Xavier Ford

Personal information
- Born: 30 May 2000 (age 26) Pasadena, California, U.S.
- Listed height: 6 ft 3 in (1.91 m)
- Listed weight: 101 kg (223 lb)

Career information
- High school: Maranatha; (Pasadena, California)
- College: Riverside City (2019–2021); Sacramento State (2021–2023);
- Playing career: 2025–present
- Position: Point guard / shooting guard
- Number: 8

Career history
- 2025: Borneo Hornbills

Career highlights
- IBL All-Star (2025);

= Xavier Ford =

Indonesian-American basketball player (born 2000)

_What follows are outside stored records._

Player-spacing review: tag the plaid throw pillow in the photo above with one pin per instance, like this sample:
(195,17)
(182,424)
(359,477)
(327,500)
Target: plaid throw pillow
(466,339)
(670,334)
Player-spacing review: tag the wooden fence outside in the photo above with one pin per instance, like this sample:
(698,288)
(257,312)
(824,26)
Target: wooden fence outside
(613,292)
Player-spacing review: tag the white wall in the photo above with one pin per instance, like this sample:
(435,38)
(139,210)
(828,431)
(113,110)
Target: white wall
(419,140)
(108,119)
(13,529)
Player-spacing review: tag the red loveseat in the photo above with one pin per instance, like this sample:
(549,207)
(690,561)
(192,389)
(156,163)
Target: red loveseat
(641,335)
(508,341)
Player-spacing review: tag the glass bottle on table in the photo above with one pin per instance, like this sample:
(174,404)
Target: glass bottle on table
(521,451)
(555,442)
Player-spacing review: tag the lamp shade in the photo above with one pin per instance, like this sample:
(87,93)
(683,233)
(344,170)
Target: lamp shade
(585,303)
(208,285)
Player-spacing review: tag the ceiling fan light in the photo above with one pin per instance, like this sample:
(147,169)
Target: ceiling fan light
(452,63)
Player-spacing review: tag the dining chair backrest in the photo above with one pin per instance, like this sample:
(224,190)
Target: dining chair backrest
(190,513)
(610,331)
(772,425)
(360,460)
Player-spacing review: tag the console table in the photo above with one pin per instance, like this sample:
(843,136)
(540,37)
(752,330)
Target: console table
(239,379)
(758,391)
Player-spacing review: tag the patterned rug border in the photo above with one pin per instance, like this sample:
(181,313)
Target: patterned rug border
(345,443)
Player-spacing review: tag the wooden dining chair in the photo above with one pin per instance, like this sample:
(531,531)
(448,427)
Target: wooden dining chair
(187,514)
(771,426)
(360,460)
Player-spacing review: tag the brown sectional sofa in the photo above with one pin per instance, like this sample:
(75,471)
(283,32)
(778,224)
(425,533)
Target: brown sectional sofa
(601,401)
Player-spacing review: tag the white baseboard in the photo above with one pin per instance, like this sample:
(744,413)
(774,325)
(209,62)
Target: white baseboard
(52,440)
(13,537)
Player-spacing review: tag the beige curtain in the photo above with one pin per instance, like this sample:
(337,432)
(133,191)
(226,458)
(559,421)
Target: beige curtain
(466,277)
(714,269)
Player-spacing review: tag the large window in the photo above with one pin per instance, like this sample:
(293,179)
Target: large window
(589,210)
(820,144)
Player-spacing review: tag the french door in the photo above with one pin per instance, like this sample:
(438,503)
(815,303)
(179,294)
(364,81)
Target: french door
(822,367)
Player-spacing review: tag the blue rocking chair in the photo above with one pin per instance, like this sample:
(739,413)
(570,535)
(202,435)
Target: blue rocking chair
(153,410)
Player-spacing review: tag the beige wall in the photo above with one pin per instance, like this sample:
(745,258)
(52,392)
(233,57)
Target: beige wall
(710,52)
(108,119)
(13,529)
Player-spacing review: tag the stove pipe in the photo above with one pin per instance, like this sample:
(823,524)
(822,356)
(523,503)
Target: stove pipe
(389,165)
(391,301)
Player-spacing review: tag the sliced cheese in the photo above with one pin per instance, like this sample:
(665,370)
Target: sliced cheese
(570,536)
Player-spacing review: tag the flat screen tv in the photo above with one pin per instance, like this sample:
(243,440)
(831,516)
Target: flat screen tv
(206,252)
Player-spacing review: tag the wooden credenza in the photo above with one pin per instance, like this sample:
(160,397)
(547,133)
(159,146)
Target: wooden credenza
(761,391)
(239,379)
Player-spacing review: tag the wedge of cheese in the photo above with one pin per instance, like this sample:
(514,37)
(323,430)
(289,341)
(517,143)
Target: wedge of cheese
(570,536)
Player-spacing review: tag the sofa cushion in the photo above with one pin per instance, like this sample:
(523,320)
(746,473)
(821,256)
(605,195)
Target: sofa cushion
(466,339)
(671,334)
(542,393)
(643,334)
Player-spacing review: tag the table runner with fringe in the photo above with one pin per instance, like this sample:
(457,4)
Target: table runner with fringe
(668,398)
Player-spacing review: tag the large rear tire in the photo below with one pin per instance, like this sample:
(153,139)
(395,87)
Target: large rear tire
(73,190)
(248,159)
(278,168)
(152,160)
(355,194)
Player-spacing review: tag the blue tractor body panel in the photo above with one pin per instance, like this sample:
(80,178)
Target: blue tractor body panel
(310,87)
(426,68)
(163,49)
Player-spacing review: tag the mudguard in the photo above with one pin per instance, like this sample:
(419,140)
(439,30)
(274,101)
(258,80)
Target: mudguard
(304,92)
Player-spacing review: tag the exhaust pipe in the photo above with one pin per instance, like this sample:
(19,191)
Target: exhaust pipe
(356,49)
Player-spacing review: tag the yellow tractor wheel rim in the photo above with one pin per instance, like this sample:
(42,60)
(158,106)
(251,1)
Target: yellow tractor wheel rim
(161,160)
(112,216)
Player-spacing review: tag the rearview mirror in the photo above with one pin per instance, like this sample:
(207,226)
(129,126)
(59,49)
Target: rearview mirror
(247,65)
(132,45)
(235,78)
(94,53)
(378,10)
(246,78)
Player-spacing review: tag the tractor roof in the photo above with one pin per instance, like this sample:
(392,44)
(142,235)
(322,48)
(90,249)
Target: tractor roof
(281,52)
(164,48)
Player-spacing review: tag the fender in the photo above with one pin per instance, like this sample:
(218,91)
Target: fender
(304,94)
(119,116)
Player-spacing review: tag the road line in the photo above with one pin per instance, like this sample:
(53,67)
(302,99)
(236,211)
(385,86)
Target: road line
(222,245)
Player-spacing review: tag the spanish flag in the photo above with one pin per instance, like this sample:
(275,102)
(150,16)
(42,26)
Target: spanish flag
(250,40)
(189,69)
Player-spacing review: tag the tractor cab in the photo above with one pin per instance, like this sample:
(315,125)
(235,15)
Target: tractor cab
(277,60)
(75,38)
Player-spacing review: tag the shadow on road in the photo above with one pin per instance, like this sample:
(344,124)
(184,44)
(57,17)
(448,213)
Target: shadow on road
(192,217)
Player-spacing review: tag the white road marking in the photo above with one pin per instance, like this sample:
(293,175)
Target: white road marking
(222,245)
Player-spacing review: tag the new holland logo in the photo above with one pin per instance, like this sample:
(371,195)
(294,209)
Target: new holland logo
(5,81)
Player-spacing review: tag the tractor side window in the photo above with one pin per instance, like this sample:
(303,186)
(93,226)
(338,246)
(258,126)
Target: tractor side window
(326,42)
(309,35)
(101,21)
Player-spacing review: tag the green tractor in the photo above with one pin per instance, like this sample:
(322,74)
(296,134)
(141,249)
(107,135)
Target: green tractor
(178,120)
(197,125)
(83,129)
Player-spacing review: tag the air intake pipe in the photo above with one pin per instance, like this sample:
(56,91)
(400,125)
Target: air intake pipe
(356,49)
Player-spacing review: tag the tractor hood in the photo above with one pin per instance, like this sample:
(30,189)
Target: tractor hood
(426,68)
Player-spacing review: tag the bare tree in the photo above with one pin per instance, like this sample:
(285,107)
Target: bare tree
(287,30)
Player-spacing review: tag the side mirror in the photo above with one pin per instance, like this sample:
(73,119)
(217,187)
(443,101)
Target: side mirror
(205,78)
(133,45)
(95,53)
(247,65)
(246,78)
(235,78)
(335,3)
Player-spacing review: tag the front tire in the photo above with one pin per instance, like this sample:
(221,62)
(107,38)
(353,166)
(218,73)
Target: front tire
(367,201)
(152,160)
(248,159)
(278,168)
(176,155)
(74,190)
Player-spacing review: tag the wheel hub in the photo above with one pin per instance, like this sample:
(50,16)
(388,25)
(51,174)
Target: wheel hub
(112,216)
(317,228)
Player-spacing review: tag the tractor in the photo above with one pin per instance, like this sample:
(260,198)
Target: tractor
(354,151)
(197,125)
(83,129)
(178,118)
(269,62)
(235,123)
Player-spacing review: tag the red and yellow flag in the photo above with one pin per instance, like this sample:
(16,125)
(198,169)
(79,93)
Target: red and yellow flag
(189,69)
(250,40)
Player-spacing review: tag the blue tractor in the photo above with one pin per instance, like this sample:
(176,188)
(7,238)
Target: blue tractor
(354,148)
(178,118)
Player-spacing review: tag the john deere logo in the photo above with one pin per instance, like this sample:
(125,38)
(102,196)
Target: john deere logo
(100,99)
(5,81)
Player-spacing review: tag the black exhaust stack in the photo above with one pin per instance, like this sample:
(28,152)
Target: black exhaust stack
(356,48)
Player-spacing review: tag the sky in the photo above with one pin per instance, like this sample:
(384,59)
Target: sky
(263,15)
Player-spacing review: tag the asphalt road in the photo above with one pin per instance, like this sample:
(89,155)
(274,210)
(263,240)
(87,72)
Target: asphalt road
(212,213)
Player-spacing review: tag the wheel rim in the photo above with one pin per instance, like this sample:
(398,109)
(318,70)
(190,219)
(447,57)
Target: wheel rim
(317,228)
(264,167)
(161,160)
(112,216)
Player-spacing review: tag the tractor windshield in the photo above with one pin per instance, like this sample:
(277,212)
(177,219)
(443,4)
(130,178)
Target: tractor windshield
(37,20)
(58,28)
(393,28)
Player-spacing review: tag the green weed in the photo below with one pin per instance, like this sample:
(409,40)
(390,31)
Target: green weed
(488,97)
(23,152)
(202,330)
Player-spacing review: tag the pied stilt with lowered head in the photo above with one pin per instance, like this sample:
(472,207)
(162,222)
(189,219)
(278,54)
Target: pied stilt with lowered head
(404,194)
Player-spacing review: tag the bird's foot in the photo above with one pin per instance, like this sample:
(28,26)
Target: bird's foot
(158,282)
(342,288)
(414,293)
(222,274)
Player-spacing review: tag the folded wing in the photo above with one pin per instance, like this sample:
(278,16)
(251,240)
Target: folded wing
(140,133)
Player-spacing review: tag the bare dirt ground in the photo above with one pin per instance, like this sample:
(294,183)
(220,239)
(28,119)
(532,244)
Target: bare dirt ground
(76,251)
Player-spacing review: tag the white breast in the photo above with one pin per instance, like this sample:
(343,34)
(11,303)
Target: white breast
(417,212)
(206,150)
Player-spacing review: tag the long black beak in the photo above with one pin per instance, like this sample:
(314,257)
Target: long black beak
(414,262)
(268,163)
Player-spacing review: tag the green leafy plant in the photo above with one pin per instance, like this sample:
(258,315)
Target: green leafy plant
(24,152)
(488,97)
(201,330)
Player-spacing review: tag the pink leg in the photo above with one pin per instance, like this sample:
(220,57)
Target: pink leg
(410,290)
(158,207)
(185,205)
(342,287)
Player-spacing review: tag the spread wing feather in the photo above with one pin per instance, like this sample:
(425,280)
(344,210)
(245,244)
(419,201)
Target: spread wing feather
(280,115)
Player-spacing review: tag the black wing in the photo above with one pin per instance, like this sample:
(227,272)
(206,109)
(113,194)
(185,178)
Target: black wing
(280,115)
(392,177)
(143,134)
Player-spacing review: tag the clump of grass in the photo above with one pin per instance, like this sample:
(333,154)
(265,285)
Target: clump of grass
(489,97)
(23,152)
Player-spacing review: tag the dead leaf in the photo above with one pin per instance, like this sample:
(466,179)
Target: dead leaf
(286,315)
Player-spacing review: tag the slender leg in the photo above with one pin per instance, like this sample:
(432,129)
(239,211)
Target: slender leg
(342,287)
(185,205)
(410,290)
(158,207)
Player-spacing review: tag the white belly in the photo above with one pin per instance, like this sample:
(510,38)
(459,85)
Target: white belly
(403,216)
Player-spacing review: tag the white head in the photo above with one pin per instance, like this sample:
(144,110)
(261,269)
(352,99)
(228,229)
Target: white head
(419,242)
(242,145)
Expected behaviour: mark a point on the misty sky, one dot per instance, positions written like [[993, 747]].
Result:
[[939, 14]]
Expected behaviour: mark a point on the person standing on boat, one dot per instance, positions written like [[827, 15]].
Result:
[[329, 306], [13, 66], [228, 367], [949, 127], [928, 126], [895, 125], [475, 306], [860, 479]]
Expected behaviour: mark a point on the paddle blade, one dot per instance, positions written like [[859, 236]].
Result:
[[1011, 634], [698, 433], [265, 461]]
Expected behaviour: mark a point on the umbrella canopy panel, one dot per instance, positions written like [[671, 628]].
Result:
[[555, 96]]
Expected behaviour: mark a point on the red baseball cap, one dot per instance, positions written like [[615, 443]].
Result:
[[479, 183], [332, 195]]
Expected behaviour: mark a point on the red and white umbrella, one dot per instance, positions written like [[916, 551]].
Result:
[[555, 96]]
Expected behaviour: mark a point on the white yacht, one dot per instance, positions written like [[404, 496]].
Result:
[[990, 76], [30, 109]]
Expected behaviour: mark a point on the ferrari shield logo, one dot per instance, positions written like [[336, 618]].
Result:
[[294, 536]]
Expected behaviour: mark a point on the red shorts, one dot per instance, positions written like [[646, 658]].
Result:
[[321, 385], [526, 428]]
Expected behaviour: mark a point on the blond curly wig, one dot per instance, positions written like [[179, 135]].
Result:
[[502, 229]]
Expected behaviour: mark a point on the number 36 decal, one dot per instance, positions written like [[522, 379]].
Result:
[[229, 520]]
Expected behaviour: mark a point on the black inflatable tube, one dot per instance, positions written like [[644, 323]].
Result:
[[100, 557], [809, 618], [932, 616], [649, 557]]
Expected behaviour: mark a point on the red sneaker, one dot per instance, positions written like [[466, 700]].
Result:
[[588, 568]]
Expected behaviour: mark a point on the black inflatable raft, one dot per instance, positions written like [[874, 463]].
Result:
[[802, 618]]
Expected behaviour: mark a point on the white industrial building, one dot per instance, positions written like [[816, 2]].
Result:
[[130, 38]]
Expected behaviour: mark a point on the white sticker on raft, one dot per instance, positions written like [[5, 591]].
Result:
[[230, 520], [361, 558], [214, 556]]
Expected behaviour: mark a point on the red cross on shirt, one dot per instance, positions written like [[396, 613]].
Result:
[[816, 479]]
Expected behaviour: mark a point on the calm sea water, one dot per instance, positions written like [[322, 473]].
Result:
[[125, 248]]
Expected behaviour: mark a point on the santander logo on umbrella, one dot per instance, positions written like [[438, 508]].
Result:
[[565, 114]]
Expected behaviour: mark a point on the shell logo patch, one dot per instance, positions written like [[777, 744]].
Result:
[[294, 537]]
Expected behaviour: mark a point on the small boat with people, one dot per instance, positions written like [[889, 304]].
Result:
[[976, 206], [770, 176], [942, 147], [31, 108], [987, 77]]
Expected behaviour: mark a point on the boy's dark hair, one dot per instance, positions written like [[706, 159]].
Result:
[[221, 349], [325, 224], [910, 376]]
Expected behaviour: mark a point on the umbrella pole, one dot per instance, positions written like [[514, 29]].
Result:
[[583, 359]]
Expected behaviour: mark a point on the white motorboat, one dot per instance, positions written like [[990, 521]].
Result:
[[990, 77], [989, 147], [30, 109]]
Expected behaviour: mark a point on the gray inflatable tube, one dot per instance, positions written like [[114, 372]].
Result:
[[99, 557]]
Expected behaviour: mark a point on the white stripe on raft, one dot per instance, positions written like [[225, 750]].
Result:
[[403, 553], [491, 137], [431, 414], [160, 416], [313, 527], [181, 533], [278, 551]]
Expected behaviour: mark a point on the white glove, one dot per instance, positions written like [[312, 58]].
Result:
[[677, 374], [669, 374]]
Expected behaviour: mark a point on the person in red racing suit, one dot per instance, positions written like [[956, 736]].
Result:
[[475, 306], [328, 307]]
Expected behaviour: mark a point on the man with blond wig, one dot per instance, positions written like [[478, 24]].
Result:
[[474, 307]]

Xavier Ford (born May 30, 2000) is an American-Indonesian professional basketballer for the Borneo Hornbills of the Indonesian Basketball League (IBL). He played college basketball for the Sacramento State Hornets of the Big Sky Conference.

==Personal life==

His parents are Charles Ford and Diana Ford and reportedly has Indonesian descent from them. He studied kinesiology at his time in Sacramento State University.

==Professional career==

After graduation Ford was called up by the Indonesia national team for selection.

===Borneo Hornbills===
Ford was rumored to join Satria Muda Pertamina, but the deal never materialized.

On November 26, 2024, the Borneo Hornbills signed Ford, filling in his role as a heritage player.